= Abu Dahdah =

Syrian-born Spaniard, member of al-Qaeda

Imad Eddin Barakat Yarkas alias Abu Dahdah (أبو الدحداح 'Abū ad-Daḥdāh) is a Syrian-born Spaniard initially sentenced to a 27-year prison term in Spain for his part in the September 11 attacks and for his membership of the banned terrorist organization al-Qaeda. However, on 16 February 2006, the Spanish Supreme Court reduced the Abu Dahdah penalty to 12 years because it considered that his participation in the conspiracy was not proven. He is thought to have been a high-ranking member of al-Qaeda's Madrid component.

Some reports said that Yarkas's telephone number was found in a Hamburg apartment rented by lead hijacker Mohamed Atta, while others say he was mentioned by name in a diary seized by police in a search of an anonymous apartment, or that his passport had been seized in a raid on the London home of Abu Qatada.

He is said to have visited Indonesia and Malaysia in the years prior to the attacks, while he was being watched by Spanish authorities.

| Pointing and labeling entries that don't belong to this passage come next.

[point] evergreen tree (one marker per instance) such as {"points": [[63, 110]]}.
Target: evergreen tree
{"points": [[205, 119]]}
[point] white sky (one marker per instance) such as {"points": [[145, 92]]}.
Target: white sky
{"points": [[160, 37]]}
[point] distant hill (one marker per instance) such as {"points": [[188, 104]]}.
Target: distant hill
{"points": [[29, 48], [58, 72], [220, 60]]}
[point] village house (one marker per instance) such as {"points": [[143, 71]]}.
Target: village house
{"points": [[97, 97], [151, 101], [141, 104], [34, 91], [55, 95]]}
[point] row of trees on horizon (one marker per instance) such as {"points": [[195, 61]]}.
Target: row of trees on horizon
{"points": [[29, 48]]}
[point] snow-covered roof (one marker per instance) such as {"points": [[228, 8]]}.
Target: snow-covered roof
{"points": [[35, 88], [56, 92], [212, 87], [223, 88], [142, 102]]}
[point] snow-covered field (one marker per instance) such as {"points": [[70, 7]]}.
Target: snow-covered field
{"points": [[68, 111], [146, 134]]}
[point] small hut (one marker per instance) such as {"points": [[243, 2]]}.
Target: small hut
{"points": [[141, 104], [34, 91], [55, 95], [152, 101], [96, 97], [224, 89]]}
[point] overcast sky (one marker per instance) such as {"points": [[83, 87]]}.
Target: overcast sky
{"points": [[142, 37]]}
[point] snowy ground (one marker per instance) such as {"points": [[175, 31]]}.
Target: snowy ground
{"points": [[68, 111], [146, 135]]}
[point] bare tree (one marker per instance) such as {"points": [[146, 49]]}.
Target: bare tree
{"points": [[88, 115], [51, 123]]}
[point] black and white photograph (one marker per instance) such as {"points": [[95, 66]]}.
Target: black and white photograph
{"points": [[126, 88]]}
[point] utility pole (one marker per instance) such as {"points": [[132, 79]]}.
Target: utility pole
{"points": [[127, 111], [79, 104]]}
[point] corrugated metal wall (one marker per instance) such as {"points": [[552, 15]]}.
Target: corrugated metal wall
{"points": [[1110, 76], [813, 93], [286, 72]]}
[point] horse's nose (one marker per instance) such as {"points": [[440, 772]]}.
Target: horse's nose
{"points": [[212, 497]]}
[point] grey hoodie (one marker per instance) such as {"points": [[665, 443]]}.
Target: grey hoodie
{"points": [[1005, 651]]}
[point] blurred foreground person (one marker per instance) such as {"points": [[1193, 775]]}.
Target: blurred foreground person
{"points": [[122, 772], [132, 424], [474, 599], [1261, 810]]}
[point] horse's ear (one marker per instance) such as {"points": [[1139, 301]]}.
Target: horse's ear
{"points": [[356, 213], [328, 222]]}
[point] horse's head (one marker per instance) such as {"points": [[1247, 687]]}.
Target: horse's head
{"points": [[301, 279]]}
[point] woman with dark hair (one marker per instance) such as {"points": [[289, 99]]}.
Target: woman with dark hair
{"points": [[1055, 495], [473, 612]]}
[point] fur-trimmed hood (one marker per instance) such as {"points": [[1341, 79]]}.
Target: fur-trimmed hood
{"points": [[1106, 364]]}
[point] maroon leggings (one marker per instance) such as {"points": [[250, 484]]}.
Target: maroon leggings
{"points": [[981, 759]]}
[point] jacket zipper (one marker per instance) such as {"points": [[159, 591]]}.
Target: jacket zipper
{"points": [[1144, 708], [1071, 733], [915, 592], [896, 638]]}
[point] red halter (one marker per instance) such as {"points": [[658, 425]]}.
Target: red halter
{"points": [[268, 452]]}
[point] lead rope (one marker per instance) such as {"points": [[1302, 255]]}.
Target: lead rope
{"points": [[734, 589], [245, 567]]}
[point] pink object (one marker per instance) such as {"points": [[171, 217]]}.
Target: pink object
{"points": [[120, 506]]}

Dahdah was one of 11 people arrested on 19 November 2001, and charged with fundraising for al-Qaeda operatives, and his alleged role in convincing youths to attend camps in Afghanistan, camps run by his associates Anwar Adnan Mohamed Salah and Mustafa Setmariam Nasar. He was also said to lead the group Soldiers of Allah, which included Abdulla Khayata, Osama Darra, Jasem Mahboule, Mohamed Needl, Mohamed Zaher, José Luis Galán, Sadik Meriziak, Abdulaziz Benyaich, Najib Chaib, Hassan Al Hussein, and Mohamed Ghaleb Kalaje. His trial began 22 April, and Dahdah pleaded not guilty, maintaining his innocence.

Although prosecutor Pedro Rubira had sought 74,337 years imprisonment, Dahdah was sentenced to 15 years for conspiracy to commit terrorist murders, and another 12 years for leading a terrorist organization, the sentences to be served consecutively.

While serving his third year in prison, Dahdah was accused by intelligence officer Rafael Gómez Menor who reported to the Congress of Deputies that the Madrid train bombings in 2004 had been "Abu Dahdah, without any doubt". It was alleged that he helped direct the operations during prison visits from Walid al-Masri.

Dahdah's sentence was later reduced by the Supreme Court of Spain, which ruled that the conspiracy charges were unproven. After serving 12 years, Dahdah was released from prison in May 2013.